The osteonecrosis link: Osteocyte apoptosis is cumulative and not repaired, which disrupts the bone's ability to sense and repair damage and helps explain why steroids cause osteonecrosis as well as low bone density.
Practical step: I would assess his fracture risk early and start calcium, vitamin D, and usually a bisphosphonate.
Hip Pain on Steroids (~4 min)
"A 35-year-old man who took high-dose steroids for a flare of inflammatory bowel disease six months ago now has several weeks of right groin pain, worse on weight-bearing. His hip radiograph is reported as normal. How do you proceed?"

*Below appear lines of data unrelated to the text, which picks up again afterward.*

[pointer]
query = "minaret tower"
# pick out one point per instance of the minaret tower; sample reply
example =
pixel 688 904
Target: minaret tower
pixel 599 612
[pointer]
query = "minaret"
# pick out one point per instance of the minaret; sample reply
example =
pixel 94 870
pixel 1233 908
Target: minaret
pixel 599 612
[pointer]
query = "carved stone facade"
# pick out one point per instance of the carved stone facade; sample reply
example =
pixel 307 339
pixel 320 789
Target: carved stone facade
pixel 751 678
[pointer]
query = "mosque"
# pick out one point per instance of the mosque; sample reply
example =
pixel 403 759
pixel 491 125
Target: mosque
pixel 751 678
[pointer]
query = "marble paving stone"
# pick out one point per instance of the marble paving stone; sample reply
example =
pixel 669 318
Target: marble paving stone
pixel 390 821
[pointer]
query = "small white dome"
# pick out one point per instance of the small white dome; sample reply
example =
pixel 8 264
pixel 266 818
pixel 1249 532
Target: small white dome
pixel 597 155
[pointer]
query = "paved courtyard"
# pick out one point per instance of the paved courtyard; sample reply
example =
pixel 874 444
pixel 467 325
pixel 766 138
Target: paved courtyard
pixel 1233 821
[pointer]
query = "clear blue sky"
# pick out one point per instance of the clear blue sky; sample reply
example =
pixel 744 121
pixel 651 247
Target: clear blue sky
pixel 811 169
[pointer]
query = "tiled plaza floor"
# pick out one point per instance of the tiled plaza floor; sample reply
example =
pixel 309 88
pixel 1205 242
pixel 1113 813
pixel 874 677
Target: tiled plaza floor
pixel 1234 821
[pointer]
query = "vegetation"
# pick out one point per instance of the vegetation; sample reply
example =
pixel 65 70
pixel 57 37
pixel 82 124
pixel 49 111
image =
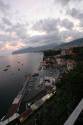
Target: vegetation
pixel 51 52
pixel 69 93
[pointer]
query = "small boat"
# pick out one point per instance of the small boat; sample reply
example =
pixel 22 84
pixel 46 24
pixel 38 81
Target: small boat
pixel 35 74
pixel 18 69
pixel 8 66
pixel 5 70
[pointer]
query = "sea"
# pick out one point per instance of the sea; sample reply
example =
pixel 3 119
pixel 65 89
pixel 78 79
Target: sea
pixel 13 72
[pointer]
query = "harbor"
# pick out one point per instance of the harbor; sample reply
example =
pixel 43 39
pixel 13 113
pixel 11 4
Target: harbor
pixel 37 88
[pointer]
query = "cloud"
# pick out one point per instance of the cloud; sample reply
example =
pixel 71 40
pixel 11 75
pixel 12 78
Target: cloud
pixel 75 13
pixel 47 25
pixel 4 8
pixel 66 24
pixel 6 21
pixel 65 2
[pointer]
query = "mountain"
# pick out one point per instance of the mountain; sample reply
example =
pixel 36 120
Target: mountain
pixel 77 42
pixel 74 43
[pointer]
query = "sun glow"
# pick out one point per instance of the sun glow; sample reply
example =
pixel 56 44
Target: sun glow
pixel 35 33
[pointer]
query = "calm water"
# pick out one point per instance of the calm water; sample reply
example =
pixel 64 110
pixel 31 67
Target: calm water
pixel 12 80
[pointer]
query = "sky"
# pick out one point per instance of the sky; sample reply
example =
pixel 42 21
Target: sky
pixel 31 23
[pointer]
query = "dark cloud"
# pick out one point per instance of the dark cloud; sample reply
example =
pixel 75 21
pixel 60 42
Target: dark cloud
pixel 66 24
pixel 75 13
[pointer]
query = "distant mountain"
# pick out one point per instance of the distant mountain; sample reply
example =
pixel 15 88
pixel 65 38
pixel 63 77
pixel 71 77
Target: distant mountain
pixel 78 42
pixel 74 43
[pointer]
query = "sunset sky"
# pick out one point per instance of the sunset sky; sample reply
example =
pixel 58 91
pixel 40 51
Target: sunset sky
pixel 30 23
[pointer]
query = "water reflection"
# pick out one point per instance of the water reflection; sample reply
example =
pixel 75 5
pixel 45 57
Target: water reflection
pixel 12 80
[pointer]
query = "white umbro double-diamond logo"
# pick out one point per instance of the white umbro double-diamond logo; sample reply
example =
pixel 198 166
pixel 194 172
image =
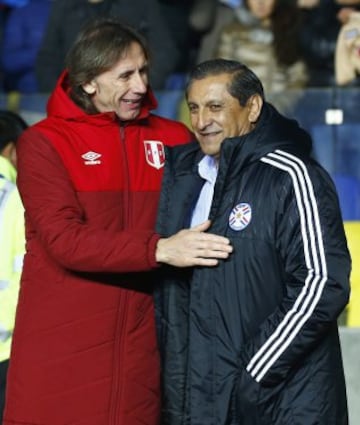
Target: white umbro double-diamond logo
pixel 91 158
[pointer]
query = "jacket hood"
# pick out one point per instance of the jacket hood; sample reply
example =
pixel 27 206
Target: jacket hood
pixel 62 106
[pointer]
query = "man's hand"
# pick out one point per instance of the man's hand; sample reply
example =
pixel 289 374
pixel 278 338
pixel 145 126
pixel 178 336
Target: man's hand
pixel 192 247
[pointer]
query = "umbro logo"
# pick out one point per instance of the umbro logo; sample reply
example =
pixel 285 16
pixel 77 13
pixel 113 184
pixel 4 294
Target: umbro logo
pixel 91 158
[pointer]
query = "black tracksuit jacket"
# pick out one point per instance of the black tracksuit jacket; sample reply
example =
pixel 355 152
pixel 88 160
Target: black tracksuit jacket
pixel 254 341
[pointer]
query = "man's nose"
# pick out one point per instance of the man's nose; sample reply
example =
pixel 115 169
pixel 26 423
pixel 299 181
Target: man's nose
pixel 139 83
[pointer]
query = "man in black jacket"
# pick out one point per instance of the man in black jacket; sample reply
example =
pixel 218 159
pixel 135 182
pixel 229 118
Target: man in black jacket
pixel 255 339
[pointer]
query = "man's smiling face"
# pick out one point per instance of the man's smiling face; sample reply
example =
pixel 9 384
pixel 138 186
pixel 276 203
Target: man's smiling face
pixel 215 114
pixel 122 88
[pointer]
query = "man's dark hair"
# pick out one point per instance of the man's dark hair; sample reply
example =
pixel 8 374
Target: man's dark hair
pixel 244 82
pixel 98 47
pixel 11 127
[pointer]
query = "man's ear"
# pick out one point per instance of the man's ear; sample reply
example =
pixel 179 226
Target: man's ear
pixel 255 104
pixel 89 88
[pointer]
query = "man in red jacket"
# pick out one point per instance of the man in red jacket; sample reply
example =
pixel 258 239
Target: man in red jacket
pixel 84 347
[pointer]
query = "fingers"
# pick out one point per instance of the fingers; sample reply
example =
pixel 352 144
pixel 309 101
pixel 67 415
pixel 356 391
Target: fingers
pixel 193 248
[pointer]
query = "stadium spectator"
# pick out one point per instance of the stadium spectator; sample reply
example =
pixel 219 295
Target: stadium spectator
pixel 68 16
pixel 23 33
pixel 12 237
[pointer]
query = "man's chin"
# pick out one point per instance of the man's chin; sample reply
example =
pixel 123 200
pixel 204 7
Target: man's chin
pixel 128 115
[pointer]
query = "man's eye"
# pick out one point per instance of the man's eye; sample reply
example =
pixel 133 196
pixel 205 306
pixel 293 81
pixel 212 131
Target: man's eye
pixel 215 107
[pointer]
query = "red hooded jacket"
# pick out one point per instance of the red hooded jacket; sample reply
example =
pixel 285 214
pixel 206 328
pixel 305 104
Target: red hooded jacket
pixel 84 349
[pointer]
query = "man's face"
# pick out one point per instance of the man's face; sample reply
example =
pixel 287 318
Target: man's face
pixel 215 114
pixel 122 88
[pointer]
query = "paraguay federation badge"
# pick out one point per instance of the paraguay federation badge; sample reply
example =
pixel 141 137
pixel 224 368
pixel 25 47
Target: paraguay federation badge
pixel 154 153
pixel 240 216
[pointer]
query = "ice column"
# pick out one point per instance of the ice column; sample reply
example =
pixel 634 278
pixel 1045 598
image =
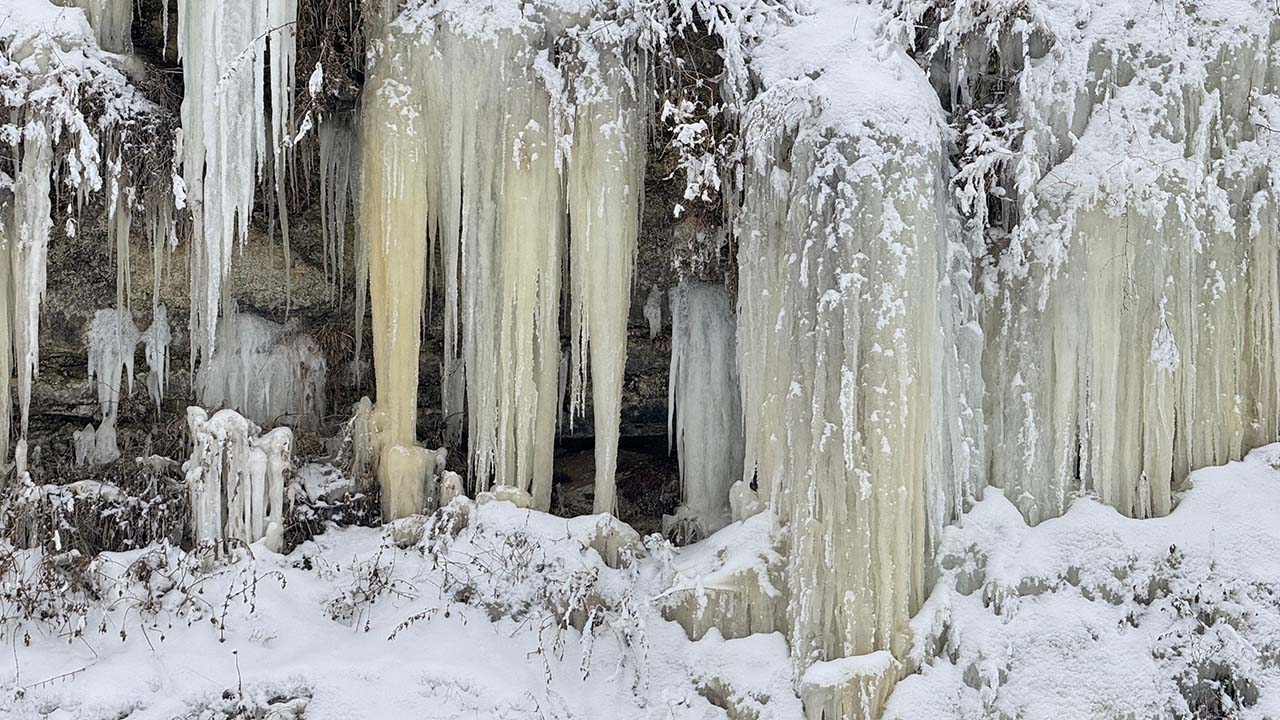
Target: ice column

Concern: Steroid exposure plus new groin pain is osteonecrosis of the femoral head until proven otherwise, even though the radiograph is normal - early disease is frequently radiograph-negative.
Assessment: Focused history (steroid dose and duration, alcohol, other risk factors) and examination, then MRI of both hips - MRI is the most sensitive early test and the disease is often bilateral, so I would not image only the painful side.

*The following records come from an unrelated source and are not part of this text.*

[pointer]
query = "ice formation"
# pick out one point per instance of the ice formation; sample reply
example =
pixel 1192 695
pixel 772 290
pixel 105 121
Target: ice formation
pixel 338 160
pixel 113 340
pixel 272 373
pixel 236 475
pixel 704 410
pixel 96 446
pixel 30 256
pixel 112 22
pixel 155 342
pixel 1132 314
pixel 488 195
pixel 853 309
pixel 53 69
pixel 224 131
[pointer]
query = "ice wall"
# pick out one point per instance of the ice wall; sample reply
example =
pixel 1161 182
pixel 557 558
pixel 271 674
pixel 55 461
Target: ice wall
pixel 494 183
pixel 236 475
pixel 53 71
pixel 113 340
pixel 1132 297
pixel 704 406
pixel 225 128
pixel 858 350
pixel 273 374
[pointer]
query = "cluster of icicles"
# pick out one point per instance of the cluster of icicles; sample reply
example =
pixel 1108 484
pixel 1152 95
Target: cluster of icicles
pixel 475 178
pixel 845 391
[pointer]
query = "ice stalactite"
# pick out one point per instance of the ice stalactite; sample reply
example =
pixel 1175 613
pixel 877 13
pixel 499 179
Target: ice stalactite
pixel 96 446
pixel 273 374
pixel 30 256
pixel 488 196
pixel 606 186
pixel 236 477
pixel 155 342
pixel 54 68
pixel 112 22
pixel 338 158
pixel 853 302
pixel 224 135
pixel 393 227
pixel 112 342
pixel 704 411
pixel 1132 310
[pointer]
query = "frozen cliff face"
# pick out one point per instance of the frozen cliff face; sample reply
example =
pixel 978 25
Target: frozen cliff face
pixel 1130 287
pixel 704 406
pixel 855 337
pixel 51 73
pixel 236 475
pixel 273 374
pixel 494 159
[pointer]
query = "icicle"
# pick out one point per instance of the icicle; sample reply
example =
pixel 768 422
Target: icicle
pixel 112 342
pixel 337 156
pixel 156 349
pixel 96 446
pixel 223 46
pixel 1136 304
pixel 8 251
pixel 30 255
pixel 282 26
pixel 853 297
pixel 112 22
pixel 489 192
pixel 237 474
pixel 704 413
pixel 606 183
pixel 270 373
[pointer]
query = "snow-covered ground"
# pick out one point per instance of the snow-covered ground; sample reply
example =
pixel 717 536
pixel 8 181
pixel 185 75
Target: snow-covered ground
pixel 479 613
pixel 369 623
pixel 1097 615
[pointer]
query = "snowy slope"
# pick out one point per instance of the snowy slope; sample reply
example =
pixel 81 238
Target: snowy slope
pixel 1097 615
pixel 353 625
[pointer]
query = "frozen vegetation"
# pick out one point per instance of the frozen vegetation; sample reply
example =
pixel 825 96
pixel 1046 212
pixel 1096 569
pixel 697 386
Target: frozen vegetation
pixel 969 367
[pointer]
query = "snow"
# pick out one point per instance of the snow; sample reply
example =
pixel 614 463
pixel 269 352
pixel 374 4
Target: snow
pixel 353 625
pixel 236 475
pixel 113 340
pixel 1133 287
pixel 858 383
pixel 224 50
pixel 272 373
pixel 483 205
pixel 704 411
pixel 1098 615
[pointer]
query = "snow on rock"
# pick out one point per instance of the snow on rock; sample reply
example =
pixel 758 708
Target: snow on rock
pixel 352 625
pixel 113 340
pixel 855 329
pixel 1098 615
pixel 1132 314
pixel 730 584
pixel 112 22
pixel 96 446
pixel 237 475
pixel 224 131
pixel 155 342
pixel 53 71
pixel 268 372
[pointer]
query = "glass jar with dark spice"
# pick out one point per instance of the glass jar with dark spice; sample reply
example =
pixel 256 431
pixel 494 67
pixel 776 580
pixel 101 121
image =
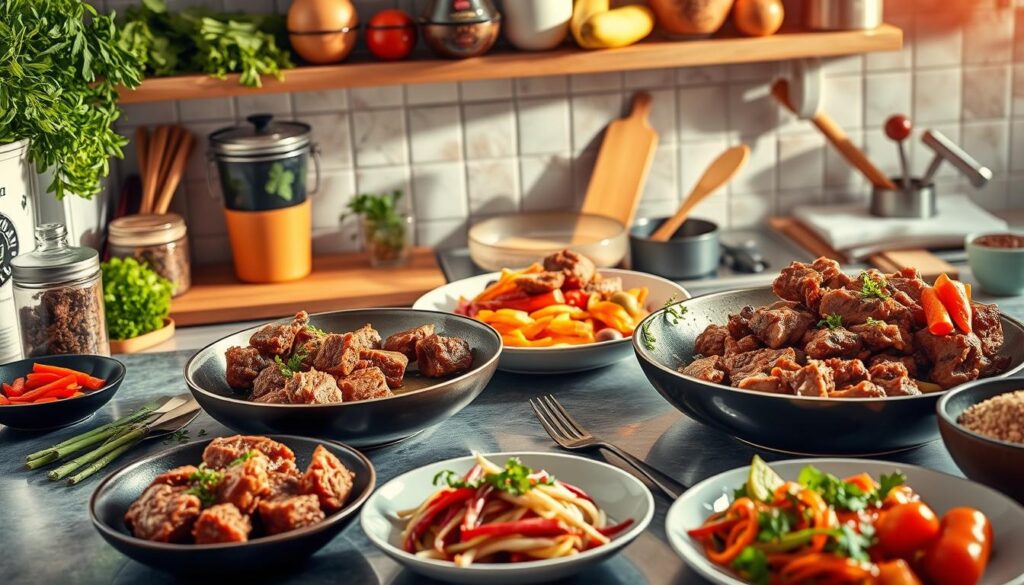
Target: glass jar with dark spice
pixel 160 241
pixel 59 296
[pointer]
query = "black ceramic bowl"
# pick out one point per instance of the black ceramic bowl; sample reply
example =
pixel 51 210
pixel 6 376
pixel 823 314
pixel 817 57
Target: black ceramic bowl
pixel 781 422
pixel 996 463
pixel 113 497
pixel 420 404
pixel 47 416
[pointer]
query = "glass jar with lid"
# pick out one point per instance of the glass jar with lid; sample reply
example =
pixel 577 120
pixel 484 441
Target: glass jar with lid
pixel 59 296
pixel 160 241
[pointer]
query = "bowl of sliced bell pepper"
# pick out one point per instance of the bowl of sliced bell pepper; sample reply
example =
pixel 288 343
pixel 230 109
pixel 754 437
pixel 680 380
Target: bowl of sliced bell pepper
pixel 41 393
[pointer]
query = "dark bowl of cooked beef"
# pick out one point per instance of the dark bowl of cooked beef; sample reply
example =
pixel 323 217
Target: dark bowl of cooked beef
pixel 173 513
pixel 985 436
pixel 368 407
pixel 795 385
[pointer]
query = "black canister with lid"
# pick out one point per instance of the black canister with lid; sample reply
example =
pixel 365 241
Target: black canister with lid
pixel 58 293
pixel 262 166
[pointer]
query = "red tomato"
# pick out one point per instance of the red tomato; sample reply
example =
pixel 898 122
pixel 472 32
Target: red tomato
pixel 905 529
pixel 391 35
pixel 961 553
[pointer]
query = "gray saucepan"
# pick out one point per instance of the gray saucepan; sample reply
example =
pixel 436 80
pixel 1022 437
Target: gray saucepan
pixel 420 404
pixel 781 422
pixel 692 251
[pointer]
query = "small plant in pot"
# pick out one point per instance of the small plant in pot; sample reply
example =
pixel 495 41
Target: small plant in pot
pixel 386 232
pixel 137 302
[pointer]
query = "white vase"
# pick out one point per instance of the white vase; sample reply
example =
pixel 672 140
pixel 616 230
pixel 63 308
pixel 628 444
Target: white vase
pixel 537 25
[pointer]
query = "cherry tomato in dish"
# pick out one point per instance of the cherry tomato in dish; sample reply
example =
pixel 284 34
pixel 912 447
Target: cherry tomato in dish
pixel 391 35
pixel 961 553
pixel 905 529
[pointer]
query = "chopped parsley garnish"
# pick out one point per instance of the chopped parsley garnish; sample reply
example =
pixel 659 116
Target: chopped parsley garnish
pixel 870 288
pixel 204 485
pixel 834 321
pixel 514 479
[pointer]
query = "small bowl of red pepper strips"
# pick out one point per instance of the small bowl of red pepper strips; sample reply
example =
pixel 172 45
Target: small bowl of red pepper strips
pixel 42 393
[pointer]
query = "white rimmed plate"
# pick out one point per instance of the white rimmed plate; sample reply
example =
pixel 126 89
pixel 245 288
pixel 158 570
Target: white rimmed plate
pixel 562 360
pixel 940 491
pixel 621 495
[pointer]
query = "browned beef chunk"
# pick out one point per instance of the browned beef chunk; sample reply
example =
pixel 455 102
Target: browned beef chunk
pixel 222 523
pixel 404 342
pixel 338 353
pixel 540 283
pixel 763 383
pixel 862 389
pixel 273 340
pixel 800 283
pixel 780 327
pixel 244 364
pixel 881 336
pixel 163 513
pixel 708 368
pixel 364 384
pixel 955 358
pixel 578 268
pixel 327 478
pixel 847 372
pixel 750 364
pixel 814 379
pixel 392 364
pixel 245 483
pixel 312 387
pixel 894 379
pixel 439 356
pixel 749 343
pixel 269 381
pixel 739 324
pixel 175 477
pixel 223 450
pixel 986 325
pixel 604 285
pixel 711 341
pixel 839 342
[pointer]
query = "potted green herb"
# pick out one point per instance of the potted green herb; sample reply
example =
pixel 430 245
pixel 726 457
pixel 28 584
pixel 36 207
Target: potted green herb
pixel 61 63
pixel 137 302
pixel 386 232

Staging and management: If MRI confirms osteonecrosis, management depends on whether the femoral head has collapsed. Pre-collapse disease can be treated with protected weight-bearing and joint-preserving surgery such as core decompression to try to halt progression. Once the subchondral bone has collapsed, the joint usually deteriorates and total hip arthroplasty becomes the definitive treatment, particularly in a young patient with disabling pain.

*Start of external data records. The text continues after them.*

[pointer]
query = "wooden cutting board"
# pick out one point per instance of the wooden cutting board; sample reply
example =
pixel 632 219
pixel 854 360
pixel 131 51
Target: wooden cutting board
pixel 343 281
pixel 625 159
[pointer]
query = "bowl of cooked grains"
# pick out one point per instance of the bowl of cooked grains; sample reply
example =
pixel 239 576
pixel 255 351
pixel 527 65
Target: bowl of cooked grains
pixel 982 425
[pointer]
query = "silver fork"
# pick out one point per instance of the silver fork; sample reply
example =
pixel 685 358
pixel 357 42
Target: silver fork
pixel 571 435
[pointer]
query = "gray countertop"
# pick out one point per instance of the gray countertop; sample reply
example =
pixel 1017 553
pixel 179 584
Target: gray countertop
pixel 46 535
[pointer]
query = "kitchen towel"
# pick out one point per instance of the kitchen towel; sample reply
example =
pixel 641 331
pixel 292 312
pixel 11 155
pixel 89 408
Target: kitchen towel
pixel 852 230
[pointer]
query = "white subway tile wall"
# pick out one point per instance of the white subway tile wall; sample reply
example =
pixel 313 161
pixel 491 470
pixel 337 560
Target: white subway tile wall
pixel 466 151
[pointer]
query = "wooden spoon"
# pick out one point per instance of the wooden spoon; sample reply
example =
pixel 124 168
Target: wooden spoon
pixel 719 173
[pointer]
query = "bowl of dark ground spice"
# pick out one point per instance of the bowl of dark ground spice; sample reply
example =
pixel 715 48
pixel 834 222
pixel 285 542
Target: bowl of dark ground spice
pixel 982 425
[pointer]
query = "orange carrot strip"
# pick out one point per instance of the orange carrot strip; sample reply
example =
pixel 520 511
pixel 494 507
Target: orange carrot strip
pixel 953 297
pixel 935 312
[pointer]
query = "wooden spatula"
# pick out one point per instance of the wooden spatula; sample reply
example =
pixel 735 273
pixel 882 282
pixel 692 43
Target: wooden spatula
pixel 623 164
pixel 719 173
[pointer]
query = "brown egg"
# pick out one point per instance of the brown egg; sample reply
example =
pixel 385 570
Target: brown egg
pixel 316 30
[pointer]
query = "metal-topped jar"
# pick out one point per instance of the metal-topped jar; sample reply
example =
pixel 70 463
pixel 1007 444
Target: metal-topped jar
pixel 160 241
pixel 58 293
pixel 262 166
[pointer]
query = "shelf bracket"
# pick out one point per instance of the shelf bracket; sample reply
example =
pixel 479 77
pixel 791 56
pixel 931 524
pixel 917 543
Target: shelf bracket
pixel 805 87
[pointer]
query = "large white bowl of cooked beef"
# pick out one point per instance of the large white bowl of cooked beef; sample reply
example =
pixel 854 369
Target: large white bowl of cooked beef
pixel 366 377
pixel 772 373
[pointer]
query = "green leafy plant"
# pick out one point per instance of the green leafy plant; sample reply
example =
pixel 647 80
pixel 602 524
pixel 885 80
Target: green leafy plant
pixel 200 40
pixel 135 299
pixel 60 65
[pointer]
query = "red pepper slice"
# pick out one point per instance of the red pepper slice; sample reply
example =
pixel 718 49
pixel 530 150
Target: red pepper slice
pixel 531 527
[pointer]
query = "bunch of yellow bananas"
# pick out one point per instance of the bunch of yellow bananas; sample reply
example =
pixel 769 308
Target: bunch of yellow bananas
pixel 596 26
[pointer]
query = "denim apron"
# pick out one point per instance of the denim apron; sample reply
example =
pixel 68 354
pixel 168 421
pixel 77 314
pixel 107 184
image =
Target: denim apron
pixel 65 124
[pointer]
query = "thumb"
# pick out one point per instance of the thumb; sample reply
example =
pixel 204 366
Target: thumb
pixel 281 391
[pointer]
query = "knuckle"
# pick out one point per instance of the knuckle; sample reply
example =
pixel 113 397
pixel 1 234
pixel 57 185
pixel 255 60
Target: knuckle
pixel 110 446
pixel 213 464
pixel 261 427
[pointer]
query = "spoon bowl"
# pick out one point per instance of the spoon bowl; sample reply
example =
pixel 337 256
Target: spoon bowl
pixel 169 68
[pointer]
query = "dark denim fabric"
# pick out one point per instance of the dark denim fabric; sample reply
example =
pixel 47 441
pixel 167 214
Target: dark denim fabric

Wider care: I would liaise with the team managing his bowel disease to minimise further steroid exposure and address modifiable risk factors.
CORTICOSTEROIDS IN ORTHOPAEDICS
Clinical summary
Mechanism
- •Bind cytoplasmic glucocorticoid receptor, alter gene transcription
- •Switch off inflammatory genes; switch on anti-inflammatory proteins (lipocortin)
- •Potent anti-inflammatory and immunosuppressive
- •Affect almost every tissue - hence the wide side-effect list
Effects on Bone
- •Reduce bone formation, increase early resorption - osteoporosis
- •Most bone loss in the first 3 to 6 months
- •Osteocyte apoptosis drives osteonecrosis
- •Most common cause of non-traumatic osteonecrosis (femoral head, often bilateral)
Intra-Articular Use
- •Short-term pain relief in osteoarthritis and soft-tissue conditions
- •Repeated triamcinolone gave no pain benefit over saline at 2 years and more cartilage loss
- •Strict aseptic technique; never inject a possibly septic joint
- •Warn diabetics about a transient rise in glucose
Red Flags
- •New hip or groin pain on steroids - MRI both hips for osteonecrosis
- •Start bone protection early for courses of 3 months or more
- •Give perioperative stress-dose cover; never stop long-term steroids abruptly
- •Watch for impaired healing and infection after surgery
Guidelines, Registries and Global Practice
- Glucocorticoid-induced osteoporosis guidelines (for example the American College of Rheumatology, and equivalent guidance from NOGG in the UK and other national societies) agree on the core principles: assess fracture risk early, give calcium and vitamin D to all long-term users, and add an antifracture drug (oral bisphosphonate is the usual first choice) for those at moderate or higher risk, with anabolic agents reserved for the highest-risk patients.
- Osteoarthritis guidelines (for example AAOS and NICE) place intra-articular corticosteroid as an option for short-term symptom relief, not as disease-modifying treatment, reflecting trial evidence that the benefit is temporary and that repeated injection may harm cartilage.
- Where guidance differs is mainly the threshold for starting bone-protecting drugs and the place of newer anabolic agents, rather than any disagreement on the underlying harm of long-term steroids.
- Global practice variation largely reflects drug availability and cost (for example the choice between oral and intravenous bisphosphonates or anabolic agents) rather than differences in the principles of safe corticosteroid use.